潛變量模型可以用對比方法進行訓練。一個很好的例子是生成對抗網絡（GAN）。Unconditional GAN 其實也是 self-supervised learning. The $C(y, \bar{y})$ 也就是 discriminator can be seen as computing an energy indicating whether the input y looks good。生成器網絡被訓練以產生對比樣本，discriminator 則被訓練分辨對比樣本並給予高能量。

但是對比方法有一個主要問題：它的訓練效率非常低。以高維空間的圖像爲例，一張圖像與另一張圖像有很多不同之處。找到一組對比圖像，涵蓋它們與給定圖像的所有不同方式，這幾乎是一項不可能完成的任務。套用托爾斯泰的安娜·卡列尼娜的話：“幸福的家庭都是相似的；每個不幸的家庭都有自己的不幸。”這似乎適用於任何高維對象。

如果有可能確保不相容對的能量高於相容對的能量，但不明顯的推高許多不相容對的能量呢？

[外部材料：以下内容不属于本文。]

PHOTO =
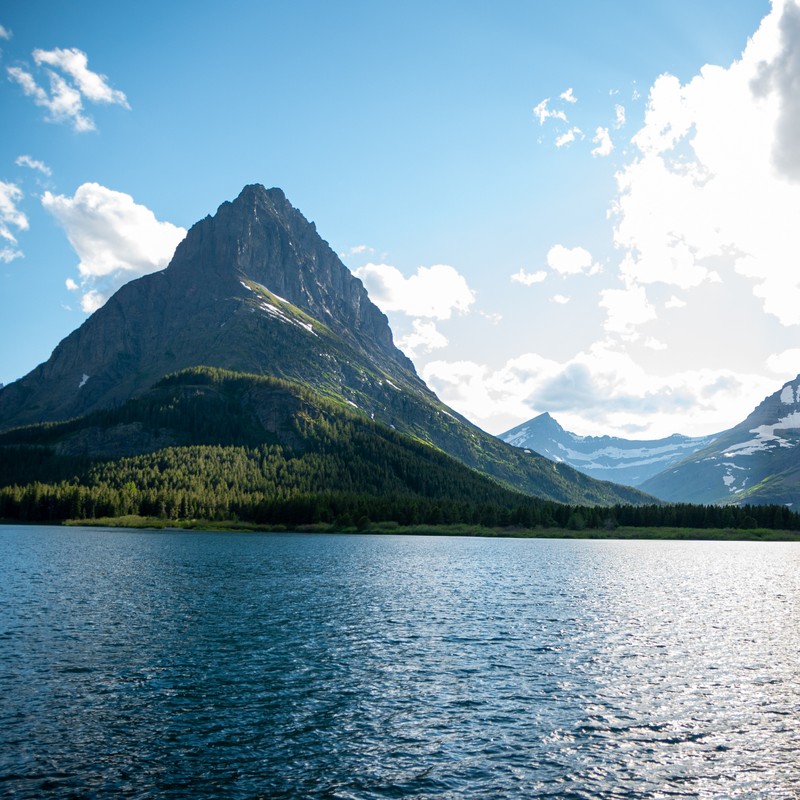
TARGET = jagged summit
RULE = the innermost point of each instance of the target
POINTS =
(756, 461)
(262, 237)
(252, 288)
(255, 289)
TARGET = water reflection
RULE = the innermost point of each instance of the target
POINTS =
(206, 665)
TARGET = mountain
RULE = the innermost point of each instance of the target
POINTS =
(755, 462)
(255, 289)
(625, 461)
(214, 444)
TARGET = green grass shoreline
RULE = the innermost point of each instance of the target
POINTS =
(667, 533)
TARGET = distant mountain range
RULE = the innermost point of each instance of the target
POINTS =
(756, 462)
(254, 290)
(608, 458)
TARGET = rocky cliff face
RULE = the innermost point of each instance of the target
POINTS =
(253, 288)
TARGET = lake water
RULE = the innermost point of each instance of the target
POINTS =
(193, 665)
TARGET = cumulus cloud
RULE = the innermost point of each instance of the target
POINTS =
(781, 76)
(568, 137)
(600, 389)
(529, 278)
(626, 309)
(115, 238)
(433, 292)
(543, 113)
(571, 261)
(357, 250)
(70, 82)
(712, 193)
(35, 164)
(602, 139)
(10, 217)
(423, 338)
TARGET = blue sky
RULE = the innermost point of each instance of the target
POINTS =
(585, 208)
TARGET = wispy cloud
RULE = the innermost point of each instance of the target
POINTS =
(529, 278)
(602, 139)
(423, 339)
(32, 163)
(70, 83)
(543, 113)
(571, 260)
(602, 388)
(569, 137)
(568, 97)
(433, 292)
(115, 238)
(10, 217)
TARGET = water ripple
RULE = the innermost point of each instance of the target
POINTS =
(246, 666)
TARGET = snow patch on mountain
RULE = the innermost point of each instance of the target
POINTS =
(605, 457)
(766, 437)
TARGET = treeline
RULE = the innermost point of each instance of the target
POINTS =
(261, 450)
(39, 502)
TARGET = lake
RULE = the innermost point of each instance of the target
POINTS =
(198, 665)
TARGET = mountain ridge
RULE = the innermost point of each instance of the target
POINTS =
(629, 462)
(755, 462)
(255, 289)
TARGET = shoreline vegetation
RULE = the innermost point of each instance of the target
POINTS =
(132, 521)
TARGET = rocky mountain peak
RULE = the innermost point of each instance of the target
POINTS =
(261, 237)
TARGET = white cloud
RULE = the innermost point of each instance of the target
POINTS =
(781, 76)
(529, 278)
(115, 238)
(571, 261)
(602, 389)
(424, 338)
(786, 363)
(32, 163)
(626, 310)
(603, 141)
(569, 137)
(433, 292)
(543, 113)
(357, 250)
(713, 192)
(75, 63)
(10, 216)
(64, 100)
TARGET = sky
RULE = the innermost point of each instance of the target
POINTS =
(590, 209)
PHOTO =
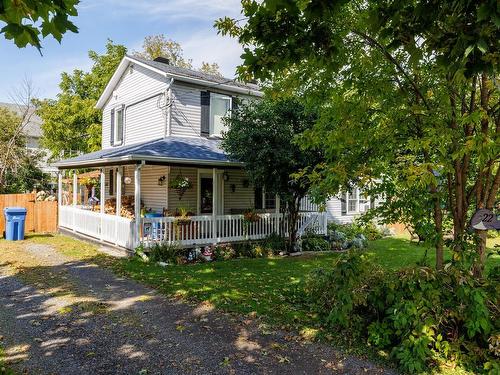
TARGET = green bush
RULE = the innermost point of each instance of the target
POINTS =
(421, 316)
(165, 252)
(315, 243)
(275, 243)
(223, 251)
(351, 230)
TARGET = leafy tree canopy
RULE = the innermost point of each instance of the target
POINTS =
(71, 123)
(27, 21)
(159, 45)
(262, 134)
(408, 85)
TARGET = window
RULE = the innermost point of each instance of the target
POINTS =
(355, 202)
(117, 119)
(352, 201)
(263, 200)
(269, 201)
(111, 190)
(220, 107)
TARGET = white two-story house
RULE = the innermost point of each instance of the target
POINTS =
(163, 176)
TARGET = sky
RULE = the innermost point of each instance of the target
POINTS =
(127, 22)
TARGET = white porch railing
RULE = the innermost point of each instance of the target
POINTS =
(109, 228)
(197, 230)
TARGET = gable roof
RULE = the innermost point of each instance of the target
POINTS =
(179, 74)
(174, 150)
(34, 126)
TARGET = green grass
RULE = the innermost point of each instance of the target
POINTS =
(265, 287)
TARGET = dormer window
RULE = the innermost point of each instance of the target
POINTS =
(117, 121)
(220, 107)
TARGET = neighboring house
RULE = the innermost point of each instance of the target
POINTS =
(346, 207)
(161, 147)
(32, 130)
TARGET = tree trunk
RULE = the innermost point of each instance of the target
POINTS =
(481, 253)
(293, 210)
(438, 222)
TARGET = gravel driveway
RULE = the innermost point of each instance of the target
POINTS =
(70, 317)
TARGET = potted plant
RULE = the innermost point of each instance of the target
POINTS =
(181, 185)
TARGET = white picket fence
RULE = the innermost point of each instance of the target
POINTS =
(109, 228)
(200, 230)
(197, 230)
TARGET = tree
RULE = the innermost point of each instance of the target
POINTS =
(13, 150)
(262, 134)
(394, 79)
(158, 45)
(27, 20)
(71, 123)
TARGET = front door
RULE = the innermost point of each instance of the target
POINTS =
(206, 195)
(207, 192)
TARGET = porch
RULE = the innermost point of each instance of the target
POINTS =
(147, 199)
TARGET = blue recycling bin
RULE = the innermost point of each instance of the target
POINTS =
(15, 218)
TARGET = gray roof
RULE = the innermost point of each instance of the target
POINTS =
(34, 127)
(195, 74)
(183, 150)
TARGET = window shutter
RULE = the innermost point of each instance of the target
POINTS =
(234, 103)
(258, 203)
(112, 132)
(205, 113)
(111, 182)
(343, 204)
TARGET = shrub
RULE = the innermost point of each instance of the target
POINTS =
(223, 251)
(165, 252)
(422, 316)
(315, 243)
(275, 243)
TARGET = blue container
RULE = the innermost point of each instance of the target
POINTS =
(15, 218)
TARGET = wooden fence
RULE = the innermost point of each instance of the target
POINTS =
(41, 216)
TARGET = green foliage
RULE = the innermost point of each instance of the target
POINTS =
(424, 317)
(313, 242)
(71, 122)
(159, 45)
(262, 134)
(408, 98)
(223, 251)
(170, 253)
(27, 176)
(27, 21)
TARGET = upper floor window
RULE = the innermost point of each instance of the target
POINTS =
(220, 107)
(354, 202)
(117, 121)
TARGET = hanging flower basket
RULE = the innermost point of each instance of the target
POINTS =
(180, 185)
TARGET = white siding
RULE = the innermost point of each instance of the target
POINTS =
(334, 211)
(242, 198)
(190, 198)
(144, 121)
(131, 88)
(186, 110)
(153, 196)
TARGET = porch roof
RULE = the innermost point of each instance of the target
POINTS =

Non-Contrastive Energy-Based SSL

應用於 joint embedding 架構的”非對比方法”可能是目前 SSL 視覺領域最熱門的話題。該領域在很大程度上仍未充分探索，但似乎很有希望。

Joint embedding 的非對比方法包括 DeeperCluster, ClusterFit, MoCo-v2, SwAV, SimSiam, Barlow Twins, BYOL from DeepMind, and a few others. 他們使用各種技巧，例如為相似圖像組計算 virtual target embeddings（DeeperCluster、SwAV、SimSiam）或通過架構或參數向量（BYOL、MoCo）使兩個 joint embedding 架構略有不同。 Barlow Twins 試圖最小化嵌入向量的各個組件之間的冗餘。

再來 LeCun 提出了 latent-variable preditive model + non-contrastive method 並且說 VAE 是很好的例子?